Bromista, sonriente, de buen humor, saludadora, Elena se reconoció “olvidadiza y desordenada, despistada”, pero dispuesta a seguir “prestando oído” a las diversas voces, sobre todo a la de los marginados.

Quien ha novelado la vida de la fotógrafa Tina Modotti, la pintora Leonora Carrington o el astrónomo Guillermo Haro, compartió que será la primera de las cuatro mujeres que han ganado el Premio Cervantes que subirá al púlpito a decir su discurso ante los Reyes de España, en Alcalá de Henares, el próximo 23 de abril.

Detalló que, de las otras tres galardonadas, Ana María Matute lo recibió en su silla de ruedas, la filósofa María Zambrano no fue a recibir la presea y el discurso de la cubana Dulce María Loinaz fue leído por un señor. “Espero no caerme como chango viejo, pero yo seré la primera mujer en subir al púlpito”.

Sobre el discurso que dará en la recepción del Cervantes, adelantó, que será sobre las mujeres, tanto las mujeres de Miguel de Cervantes como de las escritoras como Sor Juana Inés de la Cruz, Rosario Castellanos y Elena Garro.

Antes de que el titular del Conaculta, Rafael Tovar y de Teresa, le entregara la Medalla de Bellas Artes, comentaron la vida y la obra de Poniatowska Juan Ramón de la Fuente, Juan Villoro, Héctor Vasconcelos y Eduardo Antonio Parra, entre otros.

Villoro elogió la capacidad de Elena para escuchar a los demás y la definió como una “evangelista laica, rebelde, que no puede ser aceptada por Iglesia alguna.
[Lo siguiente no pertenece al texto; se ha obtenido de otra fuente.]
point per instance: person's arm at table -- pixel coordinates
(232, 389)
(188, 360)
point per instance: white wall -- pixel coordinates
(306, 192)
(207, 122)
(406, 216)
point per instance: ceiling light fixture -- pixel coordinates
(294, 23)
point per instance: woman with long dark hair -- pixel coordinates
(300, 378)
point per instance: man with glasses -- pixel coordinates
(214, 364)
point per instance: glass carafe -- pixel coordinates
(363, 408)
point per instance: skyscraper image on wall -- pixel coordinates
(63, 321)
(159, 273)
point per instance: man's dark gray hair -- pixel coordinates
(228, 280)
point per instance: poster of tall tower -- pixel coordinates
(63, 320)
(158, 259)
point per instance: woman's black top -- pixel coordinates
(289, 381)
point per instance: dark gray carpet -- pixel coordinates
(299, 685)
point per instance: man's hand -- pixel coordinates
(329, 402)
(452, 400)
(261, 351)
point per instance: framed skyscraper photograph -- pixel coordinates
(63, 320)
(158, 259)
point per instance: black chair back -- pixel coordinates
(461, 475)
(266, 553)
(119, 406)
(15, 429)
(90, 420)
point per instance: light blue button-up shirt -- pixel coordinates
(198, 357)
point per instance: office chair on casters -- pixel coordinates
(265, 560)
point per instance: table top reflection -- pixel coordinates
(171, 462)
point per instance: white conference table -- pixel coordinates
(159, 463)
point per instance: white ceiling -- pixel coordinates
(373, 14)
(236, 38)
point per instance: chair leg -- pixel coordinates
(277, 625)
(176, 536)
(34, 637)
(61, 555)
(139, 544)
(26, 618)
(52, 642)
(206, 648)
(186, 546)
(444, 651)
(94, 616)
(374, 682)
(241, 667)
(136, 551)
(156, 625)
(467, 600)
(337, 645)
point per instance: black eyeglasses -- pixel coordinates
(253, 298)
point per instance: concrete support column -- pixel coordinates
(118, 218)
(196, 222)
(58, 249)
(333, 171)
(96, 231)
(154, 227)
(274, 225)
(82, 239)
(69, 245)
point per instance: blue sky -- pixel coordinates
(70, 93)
Se interesa en la gente que no tiene un destino propio. Elena lo tenía todo, pero sabía que otros no tenían”.

Al final, Elena, en su breve intervención, rindió un homenaje a los Amor, su familia materna, su segundo apellido, de cuya existencia se enteró hasta que llegó a México a los diez años de edad.

Acompañaron a Elena Silvia Lemus, Guadalupe Loaeza, Denise Dresser, Marta Lamas, Sara Poot, Ignacio Solares, Fernando González Gortázar y Diana Bracho, entre otros.